Matory has made his mark on the Faculty of Arts and Sciences as one of Harvard’s most vocal critics of Israel and for his role in campaigning for Summers’ ouster.

“Is it anti-Semitic to ask why the Palestinians should pay the price for the ghastly crime of the Germans?” Matory wrote in a Crimson opinion piece last September. “Why were the property rights of the German perpetrators sacrosanct and those of the guiltless Palestinians adjudged an acceptable casualty?”

Last November, he submitted a motion at a Faculty meeting, asking his colleagues to commit themselves “to fostering civil dialogue.” He connected what he said were the University’s policies towards Israel with a greater denial of free speech at Harvard.

The Faculty ultimately rejected his motion.

Before that, Matory had become one of the most vocal faculty critics in the bid to topple Summers, and had strongly criticized the president for his comments on the scientific aptitude of women.

“I will not let Larry Summers determine that this will become a place where social Darwinism is the leading ideology or leading practice,” Matory told The Crimson in 2005.

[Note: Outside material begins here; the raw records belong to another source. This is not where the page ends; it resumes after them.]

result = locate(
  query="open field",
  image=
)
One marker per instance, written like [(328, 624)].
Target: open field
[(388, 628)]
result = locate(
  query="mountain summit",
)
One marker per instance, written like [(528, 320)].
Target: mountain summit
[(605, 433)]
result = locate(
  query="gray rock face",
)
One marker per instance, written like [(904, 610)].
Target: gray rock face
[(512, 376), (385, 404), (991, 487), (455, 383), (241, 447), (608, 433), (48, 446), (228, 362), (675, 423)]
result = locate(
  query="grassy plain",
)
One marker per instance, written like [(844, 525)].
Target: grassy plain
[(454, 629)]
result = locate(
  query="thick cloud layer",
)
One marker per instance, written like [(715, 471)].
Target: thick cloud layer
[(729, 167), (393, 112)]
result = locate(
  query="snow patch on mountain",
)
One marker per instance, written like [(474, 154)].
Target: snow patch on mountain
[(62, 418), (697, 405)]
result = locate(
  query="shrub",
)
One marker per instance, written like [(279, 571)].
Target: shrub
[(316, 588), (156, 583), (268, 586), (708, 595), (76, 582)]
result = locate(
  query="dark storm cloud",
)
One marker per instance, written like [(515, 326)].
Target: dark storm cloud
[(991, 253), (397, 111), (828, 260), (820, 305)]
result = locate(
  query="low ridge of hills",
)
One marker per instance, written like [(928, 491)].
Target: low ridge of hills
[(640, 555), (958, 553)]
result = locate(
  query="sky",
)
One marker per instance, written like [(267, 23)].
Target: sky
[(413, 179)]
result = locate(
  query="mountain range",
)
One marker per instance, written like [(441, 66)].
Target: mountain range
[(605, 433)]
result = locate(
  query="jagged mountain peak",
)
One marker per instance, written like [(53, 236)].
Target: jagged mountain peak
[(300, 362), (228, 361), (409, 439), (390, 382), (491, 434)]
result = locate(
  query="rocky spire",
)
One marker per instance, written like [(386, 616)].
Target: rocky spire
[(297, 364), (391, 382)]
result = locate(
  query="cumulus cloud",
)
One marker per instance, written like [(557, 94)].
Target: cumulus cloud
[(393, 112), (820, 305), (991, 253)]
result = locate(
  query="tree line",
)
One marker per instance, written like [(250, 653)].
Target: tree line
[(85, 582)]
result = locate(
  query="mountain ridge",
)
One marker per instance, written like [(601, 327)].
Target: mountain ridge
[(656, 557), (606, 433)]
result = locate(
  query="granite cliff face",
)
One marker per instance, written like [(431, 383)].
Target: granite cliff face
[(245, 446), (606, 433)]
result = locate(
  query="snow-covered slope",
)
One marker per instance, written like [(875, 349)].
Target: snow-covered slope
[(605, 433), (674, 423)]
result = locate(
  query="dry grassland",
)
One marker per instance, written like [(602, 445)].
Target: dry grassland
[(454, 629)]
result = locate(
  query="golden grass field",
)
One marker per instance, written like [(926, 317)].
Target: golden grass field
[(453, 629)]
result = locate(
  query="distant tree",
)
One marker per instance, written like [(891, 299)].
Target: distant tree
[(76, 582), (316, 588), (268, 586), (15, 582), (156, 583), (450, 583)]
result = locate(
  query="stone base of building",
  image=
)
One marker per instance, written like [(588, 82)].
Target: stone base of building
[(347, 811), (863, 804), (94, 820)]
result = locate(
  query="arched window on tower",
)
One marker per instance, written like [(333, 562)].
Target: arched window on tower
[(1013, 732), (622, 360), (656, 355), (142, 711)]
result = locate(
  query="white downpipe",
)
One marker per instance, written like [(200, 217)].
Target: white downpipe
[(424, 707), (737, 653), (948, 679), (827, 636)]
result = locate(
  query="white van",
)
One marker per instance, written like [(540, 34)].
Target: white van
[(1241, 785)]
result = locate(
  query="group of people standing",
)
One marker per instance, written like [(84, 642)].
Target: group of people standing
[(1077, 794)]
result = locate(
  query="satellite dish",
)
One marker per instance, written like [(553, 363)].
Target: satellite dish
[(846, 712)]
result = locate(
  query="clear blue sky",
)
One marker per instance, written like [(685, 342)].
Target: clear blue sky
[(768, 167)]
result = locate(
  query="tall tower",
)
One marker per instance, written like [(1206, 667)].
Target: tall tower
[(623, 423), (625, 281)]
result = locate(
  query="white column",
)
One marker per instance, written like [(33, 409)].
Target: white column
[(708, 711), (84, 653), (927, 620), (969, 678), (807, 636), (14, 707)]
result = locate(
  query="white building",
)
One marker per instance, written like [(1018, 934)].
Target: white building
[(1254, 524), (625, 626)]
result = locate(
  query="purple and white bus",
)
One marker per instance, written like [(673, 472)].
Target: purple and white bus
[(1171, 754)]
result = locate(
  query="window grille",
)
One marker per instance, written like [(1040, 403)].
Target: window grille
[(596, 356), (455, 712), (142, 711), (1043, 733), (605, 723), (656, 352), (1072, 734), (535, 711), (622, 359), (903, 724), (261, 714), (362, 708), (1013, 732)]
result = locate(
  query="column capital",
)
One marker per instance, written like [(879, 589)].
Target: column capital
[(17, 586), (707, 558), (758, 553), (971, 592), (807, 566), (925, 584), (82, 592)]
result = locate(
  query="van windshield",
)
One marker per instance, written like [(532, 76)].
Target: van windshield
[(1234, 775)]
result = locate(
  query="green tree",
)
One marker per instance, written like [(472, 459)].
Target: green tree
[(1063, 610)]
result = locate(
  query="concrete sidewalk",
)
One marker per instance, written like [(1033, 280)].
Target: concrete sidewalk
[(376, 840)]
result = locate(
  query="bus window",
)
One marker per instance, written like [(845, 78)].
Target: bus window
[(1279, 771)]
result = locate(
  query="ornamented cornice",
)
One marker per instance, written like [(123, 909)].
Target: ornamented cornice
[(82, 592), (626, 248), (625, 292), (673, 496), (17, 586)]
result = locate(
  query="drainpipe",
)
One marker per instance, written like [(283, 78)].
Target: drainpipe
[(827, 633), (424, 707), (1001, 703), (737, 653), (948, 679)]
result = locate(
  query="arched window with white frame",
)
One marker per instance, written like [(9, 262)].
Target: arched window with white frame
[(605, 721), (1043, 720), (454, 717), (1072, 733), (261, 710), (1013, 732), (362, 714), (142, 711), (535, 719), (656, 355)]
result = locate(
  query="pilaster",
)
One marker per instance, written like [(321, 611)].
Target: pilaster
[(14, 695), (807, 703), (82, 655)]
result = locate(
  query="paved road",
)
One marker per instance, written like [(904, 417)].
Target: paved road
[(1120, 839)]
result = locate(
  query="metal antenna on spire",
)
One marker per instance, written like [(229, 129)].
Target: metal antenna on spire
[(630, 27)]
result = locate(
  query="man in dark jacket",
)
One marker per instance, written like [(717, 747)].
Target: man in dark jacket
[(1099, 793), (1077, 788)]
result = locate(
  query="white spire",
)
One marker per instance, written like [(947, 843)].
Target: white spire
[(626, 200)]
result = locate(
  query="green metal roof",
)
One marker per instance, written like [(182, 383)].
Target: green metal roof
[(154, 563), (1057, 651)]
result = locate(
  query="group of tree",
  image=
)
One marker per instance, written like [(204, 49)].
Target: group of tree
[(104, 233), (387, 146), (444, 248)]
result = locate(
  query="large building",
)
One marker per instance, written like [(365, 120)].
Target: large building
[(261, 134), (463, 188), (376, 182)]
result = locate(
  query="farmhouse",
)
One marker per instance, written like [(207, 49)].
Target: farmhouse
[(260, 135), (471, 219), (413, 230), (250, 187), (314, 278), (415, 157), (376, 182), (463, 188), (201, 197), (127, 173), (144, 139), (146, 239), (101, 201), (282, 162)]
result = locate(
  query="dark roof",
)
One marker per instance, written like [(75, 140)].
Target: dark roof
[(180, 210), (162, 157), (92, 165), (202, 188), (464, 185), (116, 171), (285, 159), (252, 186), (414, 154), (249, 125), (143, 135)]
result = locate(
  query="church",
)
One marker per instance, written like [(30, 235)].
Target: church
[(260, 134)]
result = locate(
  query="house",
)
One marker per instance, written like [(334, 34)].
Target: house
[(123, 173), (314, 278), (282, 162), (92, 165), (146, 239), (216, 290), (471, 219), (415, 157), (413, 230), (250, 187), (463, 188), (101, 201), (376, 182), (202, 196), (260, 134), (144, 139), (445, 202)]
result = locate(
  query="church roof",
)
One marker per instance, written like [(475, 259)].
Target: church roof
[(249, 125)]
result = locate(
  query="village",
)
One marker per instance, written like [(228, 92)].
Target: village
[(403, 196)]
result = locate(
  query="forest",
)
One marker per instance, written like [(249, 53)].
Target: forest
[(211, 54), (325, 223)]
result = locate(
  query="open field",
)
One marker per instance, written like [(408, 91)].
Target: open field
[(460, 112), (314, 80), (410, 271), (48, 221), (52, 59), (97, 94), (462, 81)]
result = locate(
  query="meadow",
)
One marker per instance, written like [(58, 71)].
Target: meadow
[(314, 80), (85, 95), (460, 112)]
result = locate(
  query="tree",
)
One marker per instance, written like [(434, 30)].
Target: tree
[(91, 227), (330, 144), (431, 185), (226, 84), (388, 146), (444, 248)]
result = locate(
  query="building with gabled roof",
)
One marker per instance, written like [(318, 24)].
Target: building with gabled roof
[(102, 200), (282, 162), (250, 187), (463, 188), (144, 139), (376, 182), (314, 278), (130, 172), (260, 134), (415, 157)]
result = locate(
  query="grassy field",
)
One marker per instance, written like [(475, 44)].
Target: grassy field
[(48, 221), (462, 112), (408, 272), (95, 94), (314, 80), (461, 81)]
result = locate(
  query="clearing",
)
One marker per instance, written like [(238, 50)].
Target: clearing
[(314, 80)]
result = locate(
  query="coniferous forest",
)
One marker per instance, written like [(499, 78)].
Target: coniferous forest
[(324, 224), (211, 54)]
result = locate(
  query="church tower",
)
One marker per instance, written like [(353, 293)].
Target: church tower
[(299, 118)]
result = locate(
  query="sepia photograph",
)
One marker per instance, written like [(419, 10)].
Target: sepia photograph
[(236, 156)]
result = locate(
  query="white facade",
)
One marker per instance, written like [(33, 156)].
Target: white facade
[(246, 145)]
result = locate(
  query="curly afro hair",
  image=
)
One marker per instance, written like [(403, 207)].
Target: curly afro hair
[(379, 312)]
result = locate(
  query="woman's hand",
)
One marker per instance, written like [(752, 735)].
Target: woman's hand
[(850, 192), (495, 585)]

In that case too, Matory spoke out against what he perceived as pro-Israel bias, condemning Summers for saying that professors calling for a divestiture of Israel were “anti-Semitic in effect, if not in intent.”

DANGER FOR DIVERSITY?

Although the move represents a professional and financial raise, Matory said that he did not want to leave Harvard.

“Harvard has the ability—the financial ability—to do right in a way and to a degree that no other university can,” he said. “But it doesn’t.”

In light of diversity dean Lisa L. Martin’s departure from Harvard, he said he thought that Smith was not committed to hiring a diverse Faculty.

“Maybe there is a pattern,” he said. “Maybe Dean Smith doesn’t seem to have found a way to commit himself to this principle as of yet.”

Smith declined to comment on the nature of the Faculty’s offer or Matory’s decision to leave.

Black professors are “terribly underrepresented” in the Faculty, Matory said.

Matory is one of a few prominent black faculty members to leave Harvard unhappily in the last six years, including religion professor Cornel West and economist Caroline Hoxby,.

But that is not the only gap in diversity that Matory said he is worried about.

“The structure of hiring and promotion at Harvard militates against the hiring and promotion of people who care about being married,” he said, adding that Harvard failed to secure a job for his wife who holds a master’s degree from the University.

Matory said that his perspective in anthropological work changed when he got married, and changed again when he had children, and that a range of perspectives is essential to maintaining a great university.

Although he is a tenured Harvard professor, Matory said he is facing financial difficulties.

“We don’t take vacations,” he said of his family. “We don’t have the money to take vacations.”

Matory could have left at the end of last spring, his colleague Herzfeld said, but decided to stay because he is teaching the graduate proseminar which is required of all social anthropology graduate students.

“He is a man of great principle,” Herzfeld said.